Maximal komplexe Testszenarien
Author: Matthias Gaul
Im Rahmen des Forschungsprojekts LAURIN werden auf dem DEKRA Lausitzring reale Unfallkonstellationen beliebig oft rekonstruiert. Entwickler der Automobil- und Zulieferindustrie können damit die Wirksamkeit von Assistenzsystemen und automatisierten Fahrfunktionen auch in kritischen Verkehrssituationen immer weiter optimieren. Nach etwas mehr als eineinhalb Jahren fällt die Halbzeitbilanz des Projekts sehr positiv aus.
Ob automatisches Spurhalten, den umgebenden Verkehrsbedingungen angepasstes Beschleunigen und Bremsen, Notbremsungen etwa am Stauende oder automatisierte Vollbremsungen beim Rechtsabbiegen, um nur ein paar Beispiele zu nennen: Fahrerassistenzsysteme können kritische Verkehrssituationen frühzeitig erkennen, vor Gefahren warnen und im Bedarfsfall auch aktiv in das Geschehen eingreifen. Automatisierte Fahrfunktionen sollen künftig dem Fahrer erlauben, sich während der Fahrt anderen Dingen zuzuwenden. Vor der Zulassung respektive Serienfertigung müssen die jeweiligen Systeme aber ausgiebig auf Herz und Nieren geprüft und evaluiert werden, um sicherzustellen, dass sie jederzeit bestmöglich funktionieren. Und genau das erfolgt unter anderem im DEKRA Technology Center am Lausitzring im brandenburgischen Klettwitz. Die Besonderheit des mit 540 Hektar europaweit größten Testgeländes für automatisiertes und vernetztes Fahren liegt dabei unter anderem in der Reproduzierbarkeit nahezu aller Szenarien. Soll heißen: Die Systeme und Funktionen lassen sich unter jeweils gleichen Bedingungen beliebig oft testen.

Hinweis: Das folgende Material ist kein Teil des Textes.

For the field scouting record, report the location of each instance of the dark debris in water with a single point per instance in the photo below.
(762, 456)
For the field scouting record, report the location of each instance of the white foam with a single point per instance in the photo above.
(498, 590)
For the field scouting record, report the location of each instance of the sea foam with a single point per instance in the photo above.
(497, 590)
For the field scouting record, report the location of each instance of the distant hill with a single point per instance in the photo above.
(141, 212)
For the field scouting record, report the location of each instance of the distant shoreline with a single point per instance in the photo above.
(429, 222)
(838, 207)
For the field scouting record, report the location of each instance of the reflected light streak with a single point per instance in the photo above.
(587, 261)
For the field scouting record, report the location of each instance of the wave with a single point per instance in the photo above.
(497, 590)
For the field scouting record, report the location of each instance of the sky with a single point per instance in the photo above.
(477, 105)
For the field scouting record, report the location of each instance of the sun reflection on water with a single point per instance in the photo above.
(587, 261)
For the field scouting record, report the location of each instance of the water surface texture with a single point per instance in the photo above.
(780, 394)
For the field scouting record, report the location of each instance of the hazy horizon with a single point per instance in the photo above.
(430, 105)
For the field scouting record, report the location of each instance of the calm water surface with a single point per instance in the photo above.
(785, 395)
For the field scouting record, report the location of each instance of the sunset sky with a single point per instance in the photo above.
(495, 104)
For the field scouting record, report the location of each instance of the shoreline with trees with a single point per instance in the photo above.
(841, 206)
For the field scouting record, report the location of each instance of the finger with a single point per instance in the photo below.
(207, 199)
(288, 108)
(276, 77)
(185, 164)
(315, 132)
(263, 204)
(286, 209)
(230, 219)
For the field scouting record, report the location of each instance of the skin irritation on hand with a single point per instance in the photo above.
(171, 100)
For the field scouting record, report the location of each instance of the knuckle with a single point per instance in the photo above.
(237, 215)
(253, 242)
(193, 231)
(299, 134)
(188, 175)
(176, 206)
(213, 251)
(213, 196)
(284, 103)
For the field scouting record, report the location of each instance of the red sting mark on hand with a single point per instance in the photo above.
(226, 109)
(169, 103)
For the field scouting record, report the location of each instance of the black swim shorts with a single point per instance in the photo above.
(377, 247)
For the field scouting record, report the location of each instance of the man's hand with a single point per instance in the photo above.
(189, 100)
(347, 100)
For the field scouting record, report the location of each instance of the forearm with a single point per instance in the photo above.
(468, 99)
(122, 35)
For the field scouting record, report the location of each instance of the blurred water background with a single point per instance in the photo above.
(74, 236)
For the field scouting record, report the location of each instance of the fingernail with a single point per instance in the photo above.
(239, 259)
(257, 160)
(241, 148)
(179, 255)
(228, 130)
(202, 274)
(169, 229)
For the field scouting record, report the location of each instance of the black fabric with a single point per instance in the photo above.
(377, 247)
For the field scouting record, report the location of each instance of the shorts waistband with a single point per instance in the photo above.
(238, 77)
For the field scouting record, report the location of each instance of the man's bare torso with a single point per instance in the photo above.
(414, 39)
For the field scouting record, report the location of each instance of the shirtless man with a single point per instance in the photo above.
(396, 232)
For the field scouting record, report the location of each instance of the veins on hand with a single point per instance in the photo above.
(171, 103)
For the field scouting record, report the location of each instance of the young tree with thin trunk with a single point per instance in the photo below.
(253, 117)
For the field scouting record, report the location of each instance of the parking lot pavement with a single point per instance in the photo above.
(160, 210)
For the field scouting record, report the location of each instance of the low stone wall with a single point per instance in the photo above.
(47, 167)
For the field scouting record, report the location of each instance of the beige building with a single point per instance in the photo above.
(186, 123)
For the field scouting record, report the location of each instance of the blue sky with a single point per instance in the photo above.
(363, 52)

Zu diesem Zweck hat DEKRA im Rahmen des im Mai 2022 gestarteten und auf drei Jahre angelegten Forschungsprojekts LAURIN mehrere Teststrecken am Lausitzring über einen 3D-Laserscan digitalisieren lassen. Eine flexible Anpassung der Streckengestaltung beispielsweise durch bedarfsgerechte Fahrbahnmarkierungen und Verkehrszeichen kann mittels Drohnenbefliegung innerhalb weniger Stunden mit diesen hochgenauen Daten kombiniert werden. Somit steht zur konkreten Planung von Versuchen für die Absicherung von Funktionen des hochautomatisierten Fahrens jederzeit ein aktualisierter digitaler Zwilling der Teststrecken zur Verfügung. Konsortialführer von LAURIN ist DEKRA, weitere beteiligte Partner sind das Fraunhofer-Institut für Verkehrs- und Infrastruktursysteme IVI sowie iMAR Navigation, Smart Mobile Labs und TraceTronic. Das rund 4,2 Millionen Euro teure Projekt wird im Rahmen der Innovationsoffensive mFUND mit insgesamt 2,45 Millionen Euro vom Bundesministerium für Digitales und Verkehr gefördert.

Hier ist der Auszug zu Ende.